Difícil escribir esto el día después de un asado grotesco en el que nuestra clase política se juntó a decirle por otros medios al pueblo (y muy en especial a los jubilados) “si no tienen pan, coman torta”. Escribo esto esperando que terminen como María Antonieta. Pero, a pesar de ser difícil, también está bueno escribir esto porque lo más seguro es que no seamos los jubilados del futuro como dicen los carteles que intentan interpelar a los que miran a otro lado. Todo parece indicar que a donde vamos no existirán las jubilaciones. Pensar en esto desde ya, ponerlo en la mesa (sin asado, sin pan, sin torta) no es dramatizar ni paniquear, es entrar en la discusión con una doble mirada: sí, la de defender, disputar, la de tener en cuenta lo urgente, esto es saber que se trata de garantizar las comidas y la nutrición correcta (no es solo comer), del acceso a medicamentos, a una atención médica gratuita y de calidad, que se trata de una disputa que cruza todo el entramado público, burocrático, administrativo y, sobre todo, visiones y posicionamientos políticos de crueldad, en un sistema que cree que sobra gente. Pero también es urgente hablar de la calidad de vida y del derecho a vivirla en condiciones justas, pacíficas, con todo lo básico garantizado, y por lo básico incluyo el descanso y el entretenimiento, el paseo al sol, la ronda del chinchón, la siesta y la trasnoche, el madrugón y gastar la vereda. Garantizar la vida viva hasta que el cielo ponga el punto final.

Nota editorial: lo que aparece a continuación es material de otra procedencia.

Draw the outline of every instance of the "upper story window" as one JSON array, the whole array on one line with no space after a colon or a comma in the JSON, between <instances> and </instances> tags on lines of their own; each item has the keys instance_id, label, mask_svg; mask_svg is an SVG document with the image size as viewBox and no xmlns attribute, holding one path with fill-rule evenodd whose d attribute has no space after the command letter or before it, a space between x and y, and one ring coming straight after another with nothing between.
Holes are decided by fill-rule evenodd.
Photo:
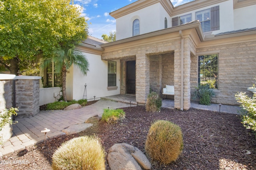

El 22 de julio, María Pía López tuiteó: “Las luchas más importantes son sobre el tiempo: la edad jubilatoria, la jornada máxima de trabajo, reconocimiento del trabajo doméstico, derecho a vacaciones, descanso y ocio. Es para despojarnos de nuestro tiempo que estos tipos gobiernan”. Comparto, y agrego: toda lucha nace de lo que oprime y violenta, pero se hace sostenible, se multiplica y se contagia, es decir, se amplifica, suma adhesiones, siembra para futuras luchas, desde la esperanza. Una esperanza política, no color verde. La esperanza política es la que sabe que el tiempo va a pérdida pero no la lucha, es decir, no existe lucha perdida: la lucha siempre está sembrando, de mínima, entre otras tantas capas, nuevas condiciones de lectura y futuros luchadores. Tu lucha es tiempo transformándose en un mundo nuevo. Entonces, me quedo con esto de Marta D. Riezu, a un abismo de nuestra realidad pero —sombra terrible de Martin Luther King voy a evocarte— I have a dream: “Sueño con mis ochenta años rodeada de libros, cartas pendientes en el escritorio (¿seguirán existiendo los buzones?), una nevera con queso y fruta, una ventana con horizonte desde donde vea el olivo que compré en 1988, silencio y calles limpias”. Sueño con todos los ochenta años viviendo esa otra forma de estar presentes. Una forma que, según lo que vemos hoy, definitivamente tiene que ser nueva.